Tribune

France Musique, haro sur la création ?

Alors que le mois de mai débute à peine, coup de froid sur la création musicale sur la radio publique française


Anne Montaron, Emilie Lesbros (c) Michel Laborde

Chaque année ou presque c’est la même rengaine, aussi cyclique que les soldes ou les bouchons du tunnel de Fourvière : la rumeur évoque la volonté de la direction de Radio France de réaliser des économies pour la rentrée prochaine en se séparant des émissions consacrées aux musiques improvisées et à la création sonore. Ou comment se faire de la marge sur les marges.

C’est un bruit, persistant. A tel point que les pétitions se fourbissent déjà. Alors que Radio France enregistre des audiences remarquables, supplantant les vieilles radios périphériques, la tentation est forte d’abandonner ce qui a fait depuis des décennies son ADN, et même sa réputation mondiale : la création et l’ouverture tout azimut. Déjà réduites à une portion congrue réservée aux noctambules et aux utilisateurs de podcasts, les émissions A l’Improviste d’Anne Montaron et Le Cri du Patchwork de Clément Lebrun - deux moments importants, focus majeur sur des musiques empruntant des itinéraires bis, voire des chemins de traverse - sont menacées à la rentrée. A côté d’eux, d’autres émissions de création : Tapage Nocturne, Couleurs du Monde et le Portrait Contemporain. Un bruit que les réseaux sociaux amplifient, sans pour autant obtenir des réponses de Radio France.

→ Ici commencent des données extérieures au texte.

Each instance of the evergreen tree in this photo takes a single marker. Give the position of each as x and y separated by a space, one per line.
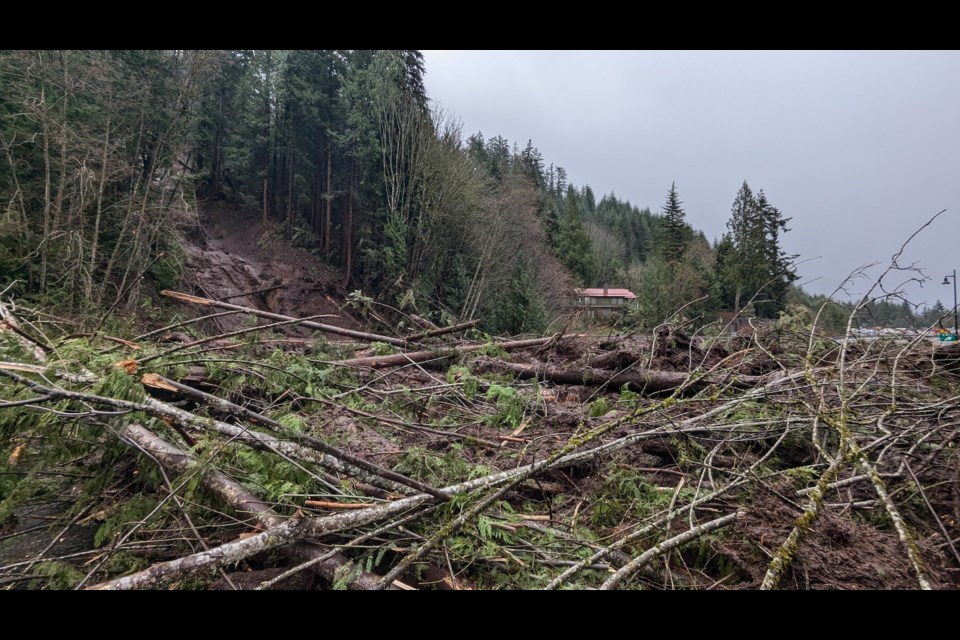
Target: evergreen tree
573 243
675 233
751 262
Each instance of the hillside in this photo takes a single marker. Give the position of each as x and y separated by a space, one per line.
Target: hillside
576 461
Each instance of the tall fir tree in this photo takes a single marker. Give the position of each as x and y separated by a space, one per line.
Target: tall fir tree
675 232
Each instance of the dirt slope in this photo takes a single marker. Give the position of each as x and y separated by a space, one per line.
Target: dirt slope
235 253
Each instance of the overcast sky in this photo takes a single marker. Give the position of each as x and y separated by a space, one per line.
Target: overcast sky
858 148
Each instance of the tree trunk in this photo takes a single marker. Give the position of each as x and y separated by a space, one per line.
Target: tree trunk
327 214
348 232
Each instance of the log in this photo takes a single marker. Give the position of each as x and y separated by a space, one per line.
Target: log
319 326
399 359
463 326
280 531
640 381
159 382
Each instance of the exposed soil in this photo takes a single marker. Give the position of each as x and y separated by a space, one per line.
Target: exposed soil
419 420
236 253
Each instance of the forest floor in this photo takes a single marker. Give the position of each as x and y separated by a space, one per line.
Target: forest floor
234 252
661 461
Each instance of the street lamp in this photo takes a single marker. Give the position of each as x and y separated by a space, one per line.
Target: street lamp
946 280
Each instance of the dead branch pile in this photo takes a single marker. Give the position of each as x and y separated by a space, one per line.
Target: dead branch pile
247 460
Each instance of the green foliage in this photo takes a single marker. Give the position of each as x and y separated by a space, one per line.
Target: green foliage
752 264
382 349
168 269
626 493
56 575
291 421
461 374
599 407
271 477
493 350
440 469
675 233
510 406
121 516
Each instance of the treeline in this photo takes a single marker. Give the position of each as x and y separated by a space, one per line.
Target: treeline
103 152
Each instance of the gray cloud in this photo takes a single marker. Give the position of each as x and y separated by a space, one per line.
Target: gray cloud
859 148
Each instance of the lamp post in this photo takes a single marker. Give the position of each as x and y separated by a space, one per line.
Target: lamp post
946 281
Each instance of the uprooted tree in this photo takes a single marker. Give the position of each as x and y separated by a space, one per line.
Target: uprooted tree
672 461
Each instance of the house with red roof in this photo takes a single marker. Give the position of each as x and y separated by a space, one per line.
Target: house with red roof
602 302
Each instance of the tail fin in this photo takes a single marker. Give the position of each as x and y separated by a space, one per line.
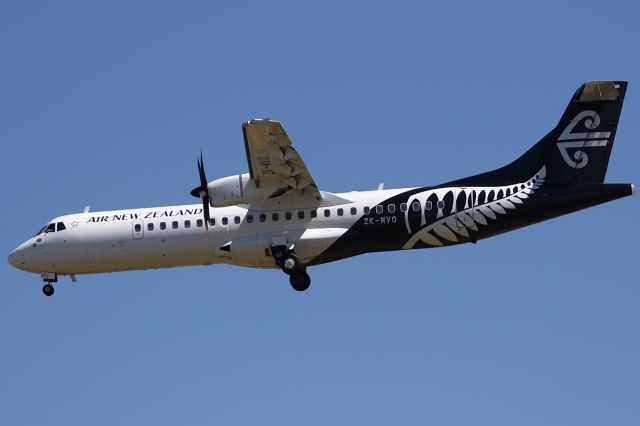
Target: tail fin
577 150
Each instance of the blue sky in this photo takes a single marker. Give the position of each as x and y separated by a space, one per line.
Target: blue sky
108 104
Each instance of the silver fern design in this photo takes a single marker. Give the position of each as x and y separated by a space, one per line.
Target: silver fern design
490 202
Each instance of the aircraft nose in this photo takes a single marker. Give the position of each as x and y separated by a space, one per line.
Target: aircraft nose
17 258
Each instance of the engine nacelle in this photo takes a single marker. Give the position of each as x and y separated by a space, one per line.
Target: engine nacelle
254 250
232 190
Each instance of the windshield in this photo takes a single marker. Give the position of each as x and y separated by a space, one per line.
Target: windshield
41 230
49 227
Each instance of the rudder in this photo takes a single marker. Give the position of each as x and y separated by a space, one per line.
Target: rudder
580 146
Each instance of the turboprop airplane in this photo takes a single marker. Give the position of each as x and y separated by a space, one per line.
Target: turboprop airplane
275 216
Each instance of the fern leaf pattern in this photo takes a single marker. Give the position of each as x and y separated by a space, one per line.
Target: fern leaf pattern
490 204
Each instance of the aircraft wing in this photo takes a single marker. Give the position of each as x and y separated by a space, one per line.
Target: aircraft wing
274 162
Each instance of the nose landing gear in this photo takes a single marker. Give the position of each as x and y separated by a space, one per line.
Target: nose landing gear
48 290
48 278
290 265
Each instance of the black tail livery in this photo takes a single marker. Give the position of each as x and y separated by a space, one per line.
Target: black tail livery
577 150
564 172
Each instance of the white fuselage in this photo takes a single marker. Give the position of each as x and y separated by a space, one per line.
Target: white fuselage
165 237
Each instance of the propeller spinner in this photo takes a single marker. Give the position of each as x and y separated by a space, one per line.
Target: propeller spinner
202 192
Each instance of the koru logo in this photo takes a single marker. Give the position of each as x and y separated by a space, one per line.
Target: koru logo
590 120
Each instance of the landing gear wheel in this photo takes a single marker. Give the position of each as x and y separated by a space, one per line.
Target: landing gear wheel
290 264
300 280
48 290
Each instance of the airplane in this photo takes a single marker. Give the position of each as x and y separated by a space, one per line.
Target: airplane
275 216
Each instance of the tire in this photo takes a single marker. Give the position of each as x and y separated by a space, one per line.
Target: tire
48 290
300 280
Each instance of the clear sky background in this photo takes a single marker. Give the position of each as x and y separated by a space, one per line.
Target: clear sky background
109 103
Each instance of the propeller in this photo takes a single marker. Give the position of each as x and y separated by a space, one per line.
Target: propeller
202 192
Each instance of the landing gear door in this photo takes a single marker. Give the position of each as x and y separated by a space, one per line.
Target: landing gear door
465 207
137 227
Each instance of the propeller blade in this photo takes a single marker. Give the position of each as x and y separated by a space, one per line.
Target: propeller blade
205 210
202 192
203 177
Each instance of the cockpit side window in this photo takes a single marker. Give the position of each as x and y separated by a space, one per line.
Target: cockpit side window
41 230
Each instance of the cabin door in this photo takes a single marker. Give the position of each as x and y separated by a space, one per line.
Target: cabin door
137 229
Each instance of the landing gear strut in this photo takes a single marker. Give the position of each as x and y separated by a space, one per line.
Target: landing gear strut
48 290
290 265
49 278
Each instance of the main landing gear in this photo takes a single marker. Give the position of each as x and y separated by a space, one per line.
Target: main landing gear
48 278
287 261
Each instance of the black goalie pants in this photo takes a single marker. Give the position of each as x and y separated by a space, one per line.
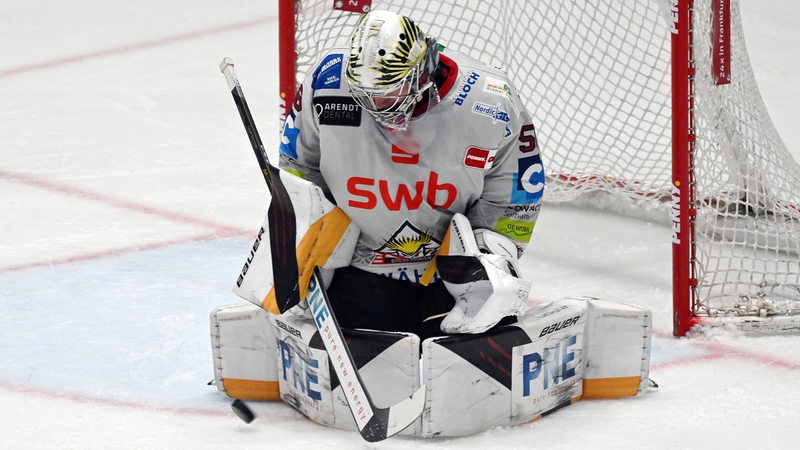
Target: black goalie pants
365 300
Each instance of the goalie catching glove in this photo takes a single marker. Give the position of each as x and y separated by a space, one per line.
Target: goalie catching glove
479 269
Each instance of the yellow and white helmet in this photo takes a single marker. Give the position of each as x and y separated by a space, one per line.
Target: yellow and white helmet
390 66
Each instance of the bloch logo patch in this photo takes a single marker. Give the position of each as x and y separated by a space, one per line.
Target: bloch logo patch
479 158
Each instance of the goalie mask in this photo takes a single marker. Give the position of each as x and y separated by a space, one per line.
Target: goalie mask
390 67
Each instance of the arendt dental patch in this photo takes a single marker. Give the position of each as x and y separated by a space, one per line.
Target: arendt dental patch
337 111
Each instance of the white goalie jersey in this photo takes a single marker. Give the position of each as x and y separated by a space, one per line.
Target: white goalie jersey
473 152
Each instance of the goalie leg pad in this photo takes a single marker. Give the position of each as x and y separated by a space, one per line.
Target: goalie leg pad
387 362
553 356
243 346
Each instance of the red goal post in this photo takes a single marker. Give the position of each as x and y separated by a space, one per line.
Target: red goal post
649 108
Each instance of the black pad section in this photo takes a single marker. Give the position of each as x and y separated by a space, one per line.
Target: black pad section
489 351
365 345
460 269
282 236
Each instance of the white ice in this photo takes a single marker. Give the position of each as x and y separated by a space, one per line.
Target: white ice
129 195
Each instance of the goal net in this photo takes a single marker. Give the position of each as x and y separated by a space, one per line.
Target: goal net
647 107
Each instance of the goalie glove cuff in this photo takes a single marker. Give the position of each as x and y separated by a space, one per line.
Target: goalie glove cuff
483 283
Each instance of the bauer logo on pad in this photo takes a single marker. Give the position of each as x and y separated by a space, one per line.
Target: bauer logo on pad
479 158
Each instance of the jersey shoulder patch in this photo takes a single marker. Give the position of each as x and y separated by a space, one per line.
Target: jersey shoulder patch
328 74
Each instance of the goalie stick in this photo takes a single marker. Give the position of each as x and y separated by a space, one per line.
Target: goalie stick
375 424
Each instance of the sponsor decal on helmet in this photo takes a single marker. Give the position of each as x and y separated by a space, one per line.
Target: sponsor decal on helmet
498 87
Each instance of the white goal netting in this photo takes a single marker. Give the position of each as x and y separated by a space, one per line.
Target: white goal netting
596 77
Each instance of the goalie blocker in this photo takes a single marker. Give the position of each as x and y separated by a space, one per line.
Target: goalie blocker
554 355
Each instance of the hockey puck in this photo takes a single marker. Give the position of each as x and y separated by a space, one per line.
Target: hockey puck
243 411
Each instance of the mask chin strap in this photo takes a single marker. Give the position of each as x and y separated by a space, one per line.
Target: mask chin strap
421 91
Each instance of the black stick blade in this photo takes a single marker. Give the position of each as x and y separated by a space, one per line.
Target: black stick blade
243 411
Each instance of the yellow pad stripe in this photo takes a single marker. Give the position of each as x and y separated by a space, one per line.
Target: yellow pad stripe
251 389
611 387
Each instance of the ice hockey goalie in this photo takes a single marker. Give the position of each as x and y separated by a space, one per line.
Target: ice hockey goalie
554 355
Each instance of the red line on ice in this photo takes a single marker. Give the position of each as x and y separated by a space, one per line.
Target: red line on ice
219 230
47 393
135 46
717 351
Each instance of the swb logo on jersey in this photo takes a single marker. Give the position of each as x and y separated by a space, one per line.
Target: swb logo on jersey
479 158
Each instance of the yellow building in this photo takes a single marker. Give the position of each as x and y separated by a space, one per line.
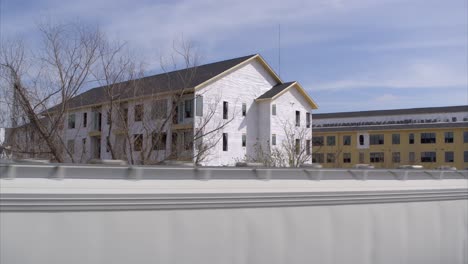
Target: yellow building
431 137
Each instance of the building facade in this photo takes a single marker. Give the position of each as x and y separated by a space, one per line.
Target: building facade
431 137
215 114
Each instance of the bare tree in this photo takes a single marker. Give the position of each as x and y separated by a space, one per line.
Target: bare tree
52 76
294 149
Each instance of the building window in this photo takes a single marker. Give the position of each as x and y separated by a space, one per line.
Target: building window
71 146
107 144
225 142
346 157
97 119
225 109
138 112
298 118
85 119
188 140
298 146
449 156
137 142
317 141
199 105
448 137
377 139
125 116
109 117
361 157
159 141
346 140
188 108
317 157
180 112
376 157
427 138
159 109
83 145
71 121
428 156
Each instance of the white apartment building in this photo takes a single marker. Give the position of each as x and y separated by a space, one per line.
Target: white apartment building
229 110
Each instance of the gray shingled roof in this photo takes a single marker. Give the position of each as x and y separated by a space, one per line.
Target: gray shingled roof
164 82
425 110
275 90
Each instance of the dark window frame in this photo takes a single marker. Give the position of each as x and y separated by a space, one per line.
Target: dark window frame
138 110
225 142
225 109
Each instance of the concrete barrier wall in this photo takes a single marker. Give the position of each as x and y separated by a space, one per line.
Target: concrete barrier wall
339 220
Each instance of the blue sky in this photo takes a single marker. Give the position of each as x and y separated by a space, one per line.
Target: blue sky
350 55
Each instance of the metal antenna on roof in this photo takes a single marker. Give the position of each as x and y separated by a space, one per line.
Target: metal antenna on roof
279 50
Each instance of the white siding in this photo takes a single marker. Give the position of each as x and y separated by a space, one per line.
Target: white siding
243 85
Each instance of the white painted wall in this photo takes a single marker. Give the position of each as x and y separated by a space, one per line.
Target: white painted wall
243 85
286 106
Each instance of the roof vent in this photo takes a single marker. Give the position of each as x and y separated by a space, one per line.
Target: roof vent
311 166
108 162
33 161
363 166
415 167
249 164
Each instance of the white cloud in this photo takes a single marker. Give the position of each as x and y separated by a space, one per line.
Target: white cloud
412 75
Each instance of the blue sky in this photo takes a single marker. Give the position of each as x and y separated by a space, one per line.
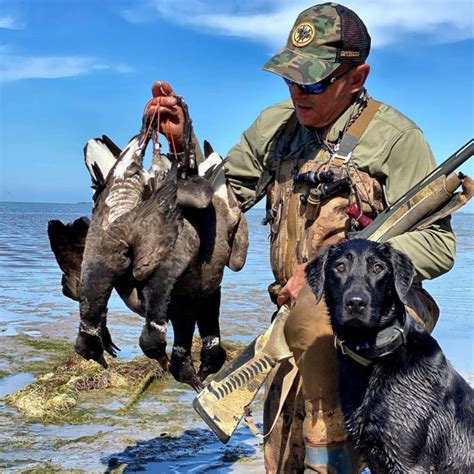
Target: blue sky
75 69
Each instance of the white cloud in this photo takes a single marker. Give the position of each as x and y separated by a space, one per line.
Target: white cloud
8 22
14 67
388 21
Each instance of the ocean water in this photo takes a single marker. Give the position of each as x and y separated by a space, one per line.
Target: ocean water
32 304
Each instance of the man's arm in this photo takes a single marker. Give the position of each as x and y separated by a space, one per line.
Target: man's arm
432 250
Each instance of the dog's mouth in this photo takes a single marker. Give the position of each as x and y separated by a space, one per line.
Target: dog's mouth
357 332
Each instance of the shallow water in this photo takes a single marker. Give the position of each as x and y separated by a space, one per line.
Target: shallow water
162 433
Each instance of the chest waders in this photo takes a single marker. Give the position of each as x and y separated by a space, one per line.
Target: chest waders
309 433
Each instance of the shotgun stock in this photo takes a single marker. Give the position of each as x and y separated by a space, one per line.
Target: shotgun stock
223 401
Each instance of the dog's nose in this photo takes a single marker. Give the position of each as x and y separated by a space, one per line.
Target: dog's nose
356 303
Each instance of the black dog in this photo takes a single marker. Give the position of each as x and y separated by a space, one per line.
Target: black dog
405 408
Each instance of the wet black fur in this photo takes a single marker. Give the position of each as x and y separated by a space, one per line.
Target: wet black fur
409 411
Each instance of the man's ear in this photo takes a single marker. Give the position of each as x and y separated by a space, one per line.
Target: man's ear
403 271
358 77
315 274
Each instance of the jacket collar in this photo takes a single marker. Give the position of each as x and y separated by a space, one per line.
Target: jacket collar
339 127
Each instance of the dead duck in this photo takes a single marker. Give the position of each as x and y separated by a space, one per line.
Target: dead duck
171 269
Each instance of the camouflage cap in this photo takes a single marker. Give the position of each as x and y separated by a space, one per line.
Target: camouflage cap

Dans les précieux studios de la Maison Ronde, propriété de l’Etat et bien commun, l’émission d’Anne Montaron a accueilli dans les mois passés Christine Wodrascka, Bernard Santacruz, Claude Tchamitchian ou Denis Charolles entre autres. La production s’est aussi déplacée, du Festival PiedNu au Havre au fin fond de la Creuse en passant par l’Atelier du Plateau ou le Petit Faucheux, pour ausculter les territoires où la musique palpite et témoigner de la vivacité de l’instant. Bref, assurer un travail de Service Public, qui consiste à offrir un large spectre culturel de qualité aux auditeurs. Avec une utilité évidente : l’émission du 9 mai, diffusée en parallèle sur Dailymotion, a déjà été vue plus d’une centaine de fois. C’est certainement moins qu’une émission lambda d’Inter ; mais parlant d’économie, laquelle coûte le plus cher ?

C’est le principe des bruits persistants : les réseaux sociaux leur servent de caisse de résonance, et nous tenons tant à notre service public radiophonique et à son histoire qu’il convient à notre tour de nous en inquiéter. Il est sans doute trop tôt pour que les décisions soient prises définitivement. Il est encore temps pour les décideurs, souvent très attachés à l’esprit de la Maison Ronde, de se souvenir de ce qui a fait l’histoire de ses studios. La mobilisation du monde de la musique improvisée, elle, est déjà en marche à la suite de ces informations que l’on espère erronées : dans un monde où les marges n’ont plus droit de cité ou même celui de survivre, il n’est pas possible que l’on ferme la dernière fenêtre sur la diversité pour la remplacer par un robinet musical. Ou alors, les directions prises dans la course à l’audience n’en seraient que plus claires.